Jarquin has worked with plant breeders of different crops in the U.S., Mexico, Japan, Australia, and from many other countries. He says the biggest lesson he’s learned is that “no matter the place on the earth, all the researchers with whom I had the privilege of working with are interested in developing products, methods and methodologies to help humanity fight hunger. Their passion touched me and every single day I’m motivated to do my best to help.”
Radical Collabs
As researchers like Jarquin become increasingly able to collect new data, new collaborations are needed to ensure that data are effectively used and identify gaps that need closing.
Radical collaborations were essential to advancing DNA sequencing technology, to where it now costs about $100 to re-sequence the human genome. This has resulted in a deluge of low-cost genomic data.
In contrast, phenotyping is a 10,000-year-old challenge that started with the visual assessment of plants for desirable attributes at the time of plant domestication. Phenomics technologies have only just begun to evolve more rapidly, and phenomics data are typically more expensive to collect on a large scale than their genomic counterparts.
This has caused a massive imbalance in the volume of data collected, says Michael Gore, Liberty Hyde Bailey Professor and Professor of molecular breeding and genetics at Cornell University.
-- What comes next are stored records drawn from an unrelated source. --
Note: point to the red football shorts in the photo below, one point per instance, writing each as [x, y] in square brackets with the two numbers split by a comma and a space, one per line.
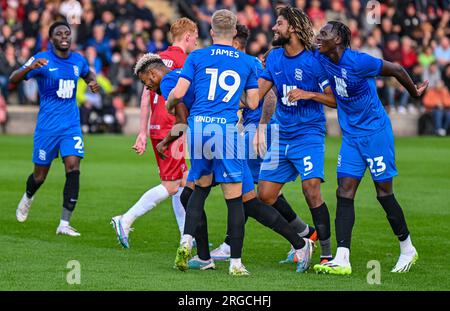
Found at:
[174, 165]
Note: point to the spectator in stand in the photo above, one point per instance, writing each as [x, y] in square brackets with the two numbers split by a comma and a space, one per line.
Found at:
[442, 52]
[432, 74]
[158, 43]
[437, 100]
[3, 113]
[409, 56]
[371, 48]
[392, 51]
[8, 64]
[101, 44]
[124, 9]
[315, 12]
[265, 7]
[426, 57]
[143, 12]
[84, 30]
[111, 29]
[229, 5]
[410, 22]
[249, 17]
[204, 14]
[336, 12]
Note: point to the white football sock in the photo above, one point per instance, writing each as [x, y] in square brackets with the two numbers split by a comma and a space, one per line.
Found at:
[225, 248]
[147, 201]
[342, 256]
[235, 262]
[406, 246]
[63, 223]
[187, 238]
[178, 209]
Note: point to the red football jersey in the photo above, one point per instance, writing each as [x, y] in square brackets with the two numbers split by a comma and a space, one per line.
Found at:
[161, 121]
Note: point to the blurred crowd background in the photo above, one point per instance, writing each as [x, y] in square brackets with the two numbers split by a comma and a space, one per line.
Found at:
[112, 34]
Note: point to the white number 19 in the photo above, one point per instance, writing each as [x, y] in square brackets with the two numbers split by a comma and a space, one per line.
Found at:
[231, 89]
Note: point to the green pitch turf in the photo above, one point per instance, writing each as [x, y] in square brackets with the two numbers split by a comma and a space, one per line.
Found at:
[32, 257]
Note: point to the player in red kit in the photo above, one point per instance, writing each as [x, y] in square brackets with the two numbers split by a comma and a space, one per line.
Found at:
[172, 167]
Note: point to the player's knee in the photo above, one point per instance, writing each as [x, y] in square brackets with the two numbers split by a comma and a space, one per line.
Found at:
[39, 178]
[384, 189]
[312, 194]
[267, 197]
[172, 187]
[345, 191]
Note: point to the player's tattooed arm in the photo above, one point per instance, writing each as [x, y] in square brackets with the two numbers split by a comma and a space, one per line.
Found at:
[177, 93]
[91, 81]
[19, 74]
[269, 101]
[327, 98]
[395, 70]
[141, 140]
[178, 129]
[269, 106]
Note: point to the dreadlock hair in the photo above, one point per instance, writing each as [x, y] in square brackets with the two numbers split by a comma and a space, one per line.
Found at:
[57, 24]
[301, 23]
[146, 62]
[343, 32]
[242, 34]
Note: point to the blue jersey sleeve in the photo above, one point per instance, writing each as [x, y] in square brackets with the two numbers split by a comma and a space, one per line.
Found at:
[267, 72]
[167, 84]
[321, 75]
[252, 81]
[34, 72]
[84, 67]
[188, 70]
[368, 66]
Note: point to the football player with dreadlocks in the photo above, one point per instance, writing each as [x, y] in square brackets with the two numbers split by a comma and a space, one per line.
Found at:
[302, 88]
[367, 140]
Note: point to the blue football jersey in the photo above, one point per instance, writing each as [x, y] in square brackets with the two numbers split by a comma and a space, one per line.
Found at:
[57, 83]
[302, 71]
[169, 81]
[219, 74]
[252, 116]
[352, 80]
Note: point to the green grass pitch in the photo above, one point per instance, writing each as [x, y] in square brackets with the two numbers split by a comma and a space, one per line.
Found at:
[32, 257]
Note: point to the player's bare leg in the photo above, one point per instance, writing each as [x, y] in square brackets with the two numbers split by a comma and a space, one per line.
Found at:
[194, 216]
[236, 226]
[177, 205]
[122, 223]
[345, 219]
[396, 218]
[320, 215]
[70, 195]
[34, 182]
[270, 193]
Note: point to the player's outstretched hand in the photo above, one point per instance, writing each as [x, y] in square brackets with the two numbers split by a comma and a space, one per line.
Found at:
[161, 147]
[94, 87]
[298, 94]
[421, 88]
[141, 144]
[259, 141]
[39, 63]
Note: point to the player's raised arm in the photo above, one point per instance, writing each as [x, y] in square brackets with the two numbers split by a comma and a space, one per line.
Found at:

Gore spoke at the NAPB virtual meeting as part of a session on high-throughput phenotyping and the promise it holds for bolstering crop production.
The concept of field-based high throughput phenotyping has been advocated by those like Gore in the plant breeding community to reduce human effort, collect higher amounts of data, evaluate large population sizes at many time points in a growing season, decrease subjectivity when scoring plants and reduce phenotyping costs over time.
“Radical collaborations among plant biologists, engineers and computer scientists are needed to bring the lab to the field, allowing multi-scale data to be collected,” he says.
Gore’s lab combines quantitative genetics, genomics, analytical chemistry, and remote sensing to elucidate the genetic basis of complex trait variation in various crops, including maize, oat, cassava, cotton, sorghum and guayule.
Gore’s team began collaborating in 2010 with agricultural engineers at the University of Arizona, implementing a rapid phenotyping platform to monitor changes in physiological phenotypes at multiple time points within a day and multiple days across the growing season in cotton.
The goal, as explained on the Gore lab website, is to understand the pattern of QTL expression dynamics under varying environmental conditions and more specifically, what QTL may be important in mitigating the consequences of heat and drought stresses.
Furthermore, research continues on the development of proximal sensing techniques and analysis of this type of data as it relates to resolving the genetic basis of important physiological, fiber quality and agronomic traits.
Shifting focus from the ground to the sky, Gore’s team has assessed the potential use of unoccupied aerial vehicles (UAVs) as efficient co-workers for precisely monitoring the incidence and severity of northern leaf blight (NLB) disease in maize.
Through a collaboration with Hod Lipson at Columbia University and Rebecca Nelson of Cornell University, Gore’s team is using aerial imagery collected via small UAVs in combination with deep learning to recognize leaf blight symptoms in plant images. The ultimate goal is to develop a semi-autonomous system that can identify and quantify levels of NLB and other potential plant diseases in the field.